Converting DJVU to PDF
Solution 1
Method 1
Simply use DJView and export as PDF
- Goto Synaptic Package Manager
- Install DJview4
- Run DJview (Applications - Graphics - DJView4)
- Open your .djvu document
- : Menu - Export As: PDF
Method 2
Open the djvu file in evince
Select print ----> print to file
change .ps to .pdf and click print
Method 3
- Goto Synaptic Package Manager
-
Install
djvulibre-bin libdjvulibre21 okular-extra-backends evince libevdocument3 libevview3
-
Goto terminal and write
sudo apt-get install libtiff-tools
Goto the directory where the djvu file is present. Click the right mouse button. Goto “Open In Terminal” option. Click on it. A terminal will open.
-
In that terminal write
ddjvu -format=tiff file_name.djvu file_name.tiff tiff2pdf -j -o file_name.pdf file_name.tiff
Method 4
There is also an online converter DjVu to PDF converter
Solution 2
Here is one way, which would require some not so common tools:
We can use djvu2hocr
command (from ocrodjvu
package) to extract hidden text layer from DjVu file (it doesn't do any OCR or similar, it just extracts text layer with geometry), i.e.:
djvu2hocr -p 10 sample.djvu | sed 's/ocrx/ocr/g' > pg10.html
sed
intervention corrects class names in output hOCR (which is just simple HTML file)
Now we extract DjVu page to TIFF format with:
ddjvu -format=tiff -page=10 sample.djvu pg10.tif
so that we end with these file in out work folder:
sample.djvu
pg10.html
pg10.tif
This is where pdfbeads
comes in play, and we simple execute:
pdfbeads -o pg10.pdf
then this nifty program takes care of everything that's inside this folder (HTML and TIFF files with same base name) and produces output PDF file with some by-products:
sample.djvu
pg10.html
pg10.tif
pg10.jbig2
pg10.pdf
pg10.sym
which is identical to input DjVu file and has text layer inside:
Comments summary:
Lengthy comments below discuss representing smaller images from DjVu document page as separate objects, which is not easily possible because DjVu document page is itself just a single image with optional text layer, with no "information" about smaller images as separate objects.
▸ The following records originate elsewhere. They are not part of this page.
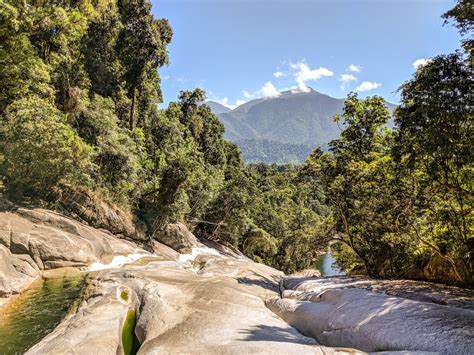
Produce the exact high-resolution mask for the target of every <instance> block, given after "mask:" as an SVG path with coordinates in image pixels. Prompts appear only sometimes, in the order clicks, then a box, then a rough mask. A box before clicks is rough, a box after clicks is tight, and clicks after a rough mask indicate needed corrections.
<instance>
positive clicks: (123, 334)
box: [122, 309, 140, 355]
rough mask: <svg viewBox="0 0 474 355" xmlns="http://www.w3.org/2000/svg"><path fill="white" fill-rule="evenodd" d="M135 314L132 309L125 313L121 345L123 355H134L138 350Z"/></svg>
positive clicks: (137, 351)
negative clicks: (121, 341)
mask: <svg viewBox="0 0 474 355" xmlns="http://www.w3.org/2000/svg"><path fill="white" fill-rule="evenodd" d="M136 322H137V318H136V314H135V311H134V310H133V309H130V310H129V311H128V313H127V318H126V319H125V323H124V325H123V328H122V345H123V352H124V355H135V354H136V353H137V352H138V349H139V348H140V342H139V341H138V338H137V336H136V335H135V325H136Z"/></svg>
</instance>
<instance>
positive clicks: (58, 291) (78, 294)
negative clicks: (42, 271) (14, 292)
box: [0, 271, 85, 354]
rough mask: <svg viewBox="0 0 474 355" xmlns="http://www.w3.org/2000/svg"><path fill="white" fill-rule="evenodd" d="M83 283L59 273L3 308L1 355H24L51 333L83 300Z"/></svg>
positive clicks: (67, 272)
mask: <svg viewBox="0 0 474 355" xmlns="http://www.w3.org/2000/svg"><path fill="white" fill-rule="evenodd" d="M84 281H85V277H84V275H83V274H79V273H74V274H70V273H68V272H67V271H63V272H61V271H60V272H59V273H56V274H55V275H54V276H53V277H48V278H46V279H40V280H37V281H35V282H34V283H33V284H32V285H31V286H30V287H29V288H28V289H27V290H26V291H25V292H23V293H22V294H21V295H18V296H15V298H14V299H12V300H11V301H10V302H8V303H7V304H5V305H4V306H2V307H0V354H22V353H24V352H25V351H26V350H27V349H28V348H30V347H31V346H33V345H34V344H36V343H37V342H38V341H40V340H41V339H42V338H44V337H45V336H46V335H47V334H49V333H50V332H51V331H52V330H53V329H54V328H55V327H56V326H57V325H58V324H59V323H60V322H61V320H62V319H63V318H64V317H65V316H66V315H67V314H68V312H69V311H70V310H71V308H72V307H73V306H74V304H75V302H77V301H78V300H79V299H80V295H81V291H82V289H83V286H84Z"/></svg>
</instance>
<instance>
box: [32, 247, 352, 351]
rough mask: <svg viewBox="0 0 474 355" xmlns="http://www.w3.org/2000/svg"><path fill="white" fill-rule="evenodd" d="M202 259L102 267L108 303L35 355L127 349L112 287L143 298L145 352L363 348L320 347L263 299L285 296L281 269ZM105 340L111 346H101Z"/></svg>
mask: <svg viewBox="0 0 474 355" xmlns="http://www.w3.org/2000/svg"><path fill="white" fill-rule="evenodd" d="M202 256H203V257H204V256H205V258H204V259H205V261H203V260H202V259H203V258H199V257H197V258H196V259H195V260H194V261H190V262H186V263H177V262H175V261H167V260H166V258H165V257H164V256H163V255H158V256H156V257H155V259H154V260H152V259H150V260H149V263H147V264H143V263H136V264H130V265H125V266H124V267H122V268H120V269H111V270H104V271H101V272H100V273H99V274H97V285H98V290H100V289H104V290H105V291H103V292H102V294H103V296H102V301H101V302H98V301H97V299H98V295H97V296H95V297H94V298H93V299H92V300H87V302H84V303H83V305H82V306H81V308H80V309H79V312H78V314H77V315H74V316H73V317H71V318H70V319H68V320H66V321H64V322H63V324H62V325H61V326H60V327H59V328H58V329H56V330H55V331H54V332H53V333H52V334H51V335H50V336H48V337H47V338H45V339H44V340H43V341H41V342H40V343H39V344H38V345H37V346H36V347H35V348H33V349H32V350H33V351H32V353H34V354H36V353H37V354H39V353H51V354H53V353H62V352H65V349H67V347H70V349H74V352H76V353H81V354H89V353H92V354H94V353H101V354H116V353H120V351H121V348H120V344H118V343H117V339H119V337H118V334H120V329H119V328H117V324H119V322H118V321H116V322H112V321H111V318H112V315H113V314H114V315H115V318H116V319H123V312H124V308H120V307H117V308H115V307H116V306H114V307H112V306H111V305H112V304H115V303H116V300H115V299H114V298H113V297H112V296H110V295H112V294H113V292H108V291H107V290H109V289H110V288H111V287H115V288H116V289H121V288H124V287H125V288H127V289H130V290H132V291H131V294H133V295H136V299H137V300H138V301H137V304H136V305H135V310H136V311H137V324H136V328H135V333H136V335H137V337H138V339H139V340H140V342H141V346H140V349H139V352H138V353H139V354H170V353H173V354H182V353H186V354H189V353H192V354H249V353H253V354H269V353H274V354H360V353H361V352H360V351H356V350H353V349H334V348H328V347H324V346H321V345H318V344H317V342H316V341H315V340H314V339H312V338H309V337H306V336H303V335H301V334H300V333H299V332H298V331H297V330H296V329H295V328H293V327H291V326H289V325H288V324H287V323H285V322H284V321H282V320H281V319H280V318H278V317H276V316H275V315H274V314H273V313H272V312H271V311H270V310H269V309H268V308H267V307H265V304H264V299H266V298H270V297H275V296H277V295H278V293H277V291H275V290H276V289H277V288H278V280H279V279H280V277H281V275H282V273H281V272H279V271H277V270H275V269H272V268H270V267H267V266H265V265H260V264H256V263H254V262H252V261H250V260H243V259H237V258H231V257H229V256H225V255H222V254H219V253H214V254H212V253H208V254H206V255H202ZM199 259H201V260H199ZM198 264H199V265H200V269H199V271H197V270H196V266H197V265H198ZM129 275H133V277H129ZM96 294H98V291H97V292H96ZM132 298H133V297H132ZM99 303H100V304H101V308H99V307H98V304H99ZM133 305H134V303H133V302H132V303H130V304H129V306H130V307H131V306H133ZM99 310H100V313H107V316H105V315H101V314H99ZM89 314H92V316H90V317H89V316H88V315H89ZM95 317H98V320H99V323H97V322H96V320H95ZM104 317H106V318H107V319H106V320H104ZM86 334H89V335H88V337H90V342H88V341H87V336H86ZM113 335H115V340H112V337H113ZM99 337H101V338H103V339H104V341H105V344H106V345H107V348H105V344H99V343H98V339H99ZM98 349H99V350H98Z"/></svg>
If DjVu document has color images, then they'll be usually placed on background layer; in this case user can take advantage of tools like ddjvu
(extract only background layer) and imagemagick
(auto-crop) to output just images instead whole canvas, but it can't be automated for creating PDF output
Another saner, but slower approach is use of regular OCR GUI tools. gscan2pdf
(> 1.0) is suggested as possible candidate for Linux PC
Solution 3
There is djvu2pdf but it relies on ghostscript so it might be another printing option. I still suggest you give it a look, just in case it's more clever than I'm giving it credit.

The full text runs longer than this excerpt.